26 Set I motivi per cui i gatti non amano bagnarsi
I motivi per cui i gatti non amano bagnarsi
Come spiegato in precedenza, ai gatti non piace particolarmente giocare con l’acqua. A questo proposito, molti studiosi hanno provato ad elencare le principali cause che spiegano perché i gatti non amano bagnarsi. La prima ragione è perché, secondo diverse ricerche, la maggior parte dei gatti discende dal gatto selvatico arabo, un felino abituato alle zone aride dove prevaleva un basso livello di acqua. Per questo motivo è probabile che, data la scarsa necessità, non ha mai imparato a nuotare. Il secondo motivo deriva dal fatto che, fin dalla loro nascita, i gatti non sono mai stati abituati a fronteggiarsi con questo elemento, quindi, i felini rivelano una mancanza di esperienza con l’acqua. Per questo motivo, da sempre, essi hanno manifestato un atteggiamento di diniego nei confronti di quest’elemento soprattutto a causa del fatto che essa appesantisce il pelo e, di conseguenza, rende il gatto più vulnerabile e meno agile. Infine, i gatti non amano particolarmente l’acqua perché essa interferisce con l’odore dei ferormoni rilasciati dai felini. Come ben sappiamo, infatti, i gatti amano lavarsi in continuazione trascorrendo le loro giornate a lisciare il pelo fino a renderlo perfettamente pulito. Quest’azione, inoltre, rilascia degli importanti odori, i ferormoni, che il gatto trasmette attraverso delle specifiche ghiandole ormonali e che rappresentano un elemento di comunicabilità tra i felini.

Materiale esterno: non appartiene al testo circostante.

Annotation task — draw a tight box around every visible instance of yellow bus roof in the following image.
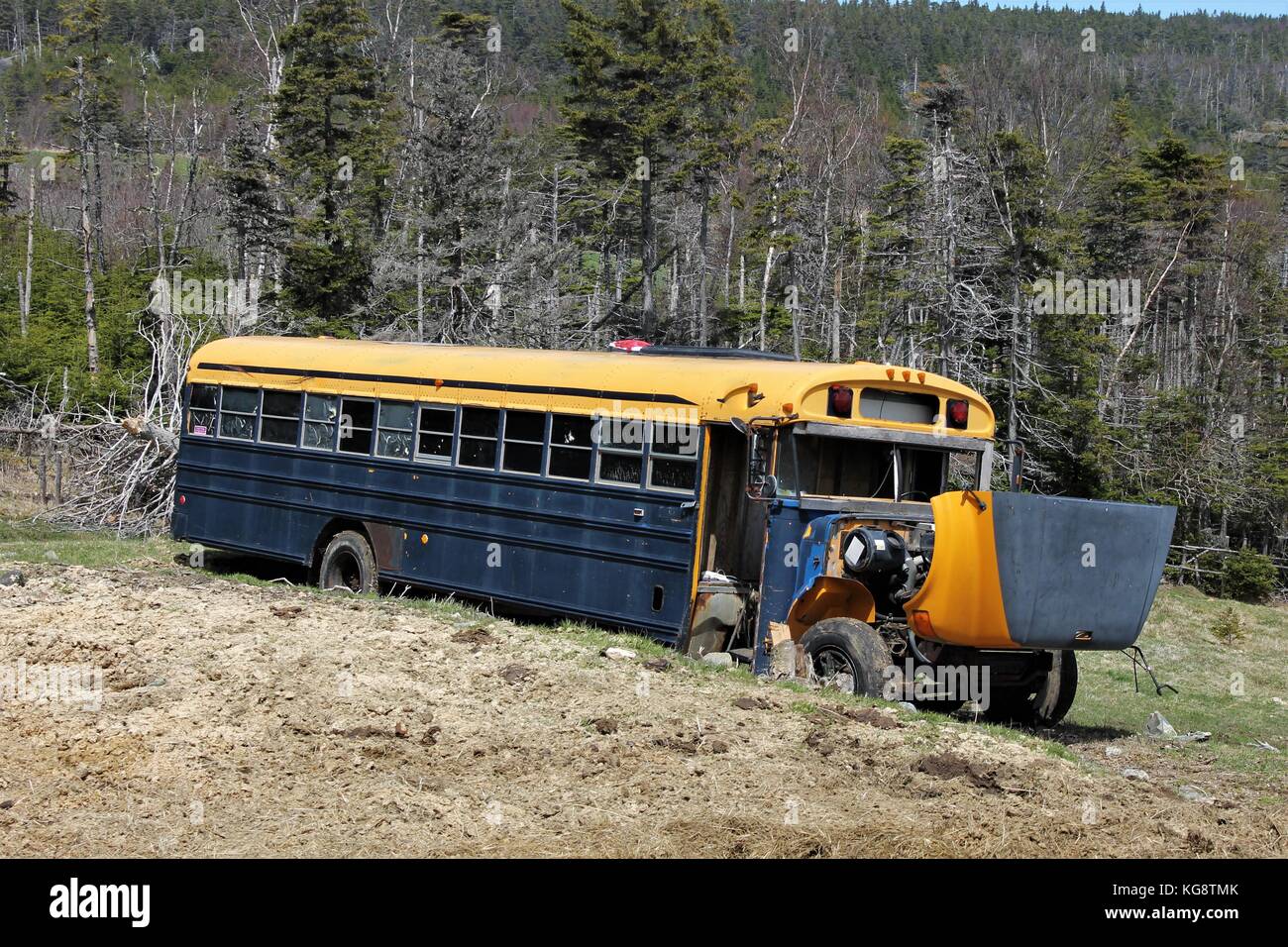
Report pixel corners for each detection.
[188,335,995,438]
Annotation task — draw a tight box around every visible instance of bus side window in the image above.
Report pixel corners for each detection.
[595,417,644,487]
[458,407,501,471]
[648,421,702,493]
[501,408,546,474]
[188,385,219,437]
[219,388,259,441]
[416,406,456,464]
[340,398,376,454]
[303,394,339,451]
[259,391,300,447]
[376,401,416,460]
[546,415,595,480]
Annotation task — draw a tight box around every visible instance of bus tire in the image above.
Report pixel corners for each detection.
[318,530,378,594]
[802,618,890,697]
[984,651,1078,727]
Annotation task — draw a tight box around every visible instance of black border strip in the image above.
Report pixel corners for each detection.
[197,362,697,407]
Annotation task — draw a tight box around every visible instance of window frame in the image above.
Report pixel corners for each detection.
[300,391,342,454]
[497,407,550,476]
[335,394,380,458]
[215,385,265,443]
[183,381,224,441]
[452,404,505,473]
[371,398,420,460]
[255,388,305,447]
[644,421,705,496]
[542,411,597,483]
[591,415,653,489]
[411,401,461,467]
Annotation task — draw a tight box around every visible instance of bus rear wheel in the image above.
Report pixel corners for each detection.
[802,618,890,697]
[984,651,1078,727]
[318,530,377,594]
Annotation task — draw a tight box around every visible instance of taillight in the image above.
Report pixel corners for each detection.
[827,385,854,417]
[948,398,970,428]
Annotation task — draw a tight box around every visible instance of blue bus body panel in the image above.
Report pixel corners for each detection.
[171,437,700,644]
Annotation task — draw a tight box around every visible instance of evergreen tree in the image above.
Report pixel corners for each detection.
[562,0,691,336]
[0,128,27,214]
[273,0,393,331]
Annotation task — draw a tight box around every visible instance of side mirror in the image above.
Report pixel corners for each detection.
[747,474,778,500]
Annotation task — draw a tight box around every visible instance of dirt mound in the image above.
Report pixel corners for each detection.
[0,565,1288,857]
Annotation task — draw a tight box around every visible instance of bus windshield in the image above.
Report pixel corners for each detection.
[778,434,982,502]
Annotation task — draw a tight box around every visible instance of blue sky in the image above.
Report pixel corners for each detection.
[968,0,1288,17]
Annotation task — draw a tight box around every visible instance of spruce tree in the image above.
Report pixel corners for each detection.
[274,0,394,331]
[562,0,690,336]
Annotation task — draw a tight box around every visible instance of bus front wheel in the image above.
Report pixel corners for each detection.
[802,618,890,697]
[318,530,377,594]
[984,651,1078,727]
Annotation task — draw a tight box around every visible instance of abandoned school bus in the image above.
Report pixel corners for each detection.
[172,338,1175,723]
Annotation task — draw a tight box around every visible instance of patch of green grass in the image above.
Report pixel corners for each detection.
[0,519,1267,783]
[0,520,187,569]
[1068,587,1288,779]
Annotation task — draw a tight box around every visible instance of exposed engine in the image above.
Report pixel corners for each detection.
[841,523,935,613]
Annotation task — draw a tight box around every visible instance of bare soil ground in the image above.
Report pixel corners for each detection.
[0,562,1288,857]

L’azione dell’acqua, invece, tende a contrastare questi particolari odori ed è per questo che i gatti disprezzano qualsiasi tipo di bagno fatto con saponi particolarmente dannosi per il proprio pelo.
Fare il bagno ai gatti in modo semplice
Per concludere è possibile lavare il gatto senza impaurirlo. Si consiglia, infatti, di immergerlo in una bacinella con un po’ d’acqua ed iniziare a lavarlo con delicatezza. Infine, l’ideale sarebbe passargli un asciugamano sul corpo in modo da asciugare il pelo.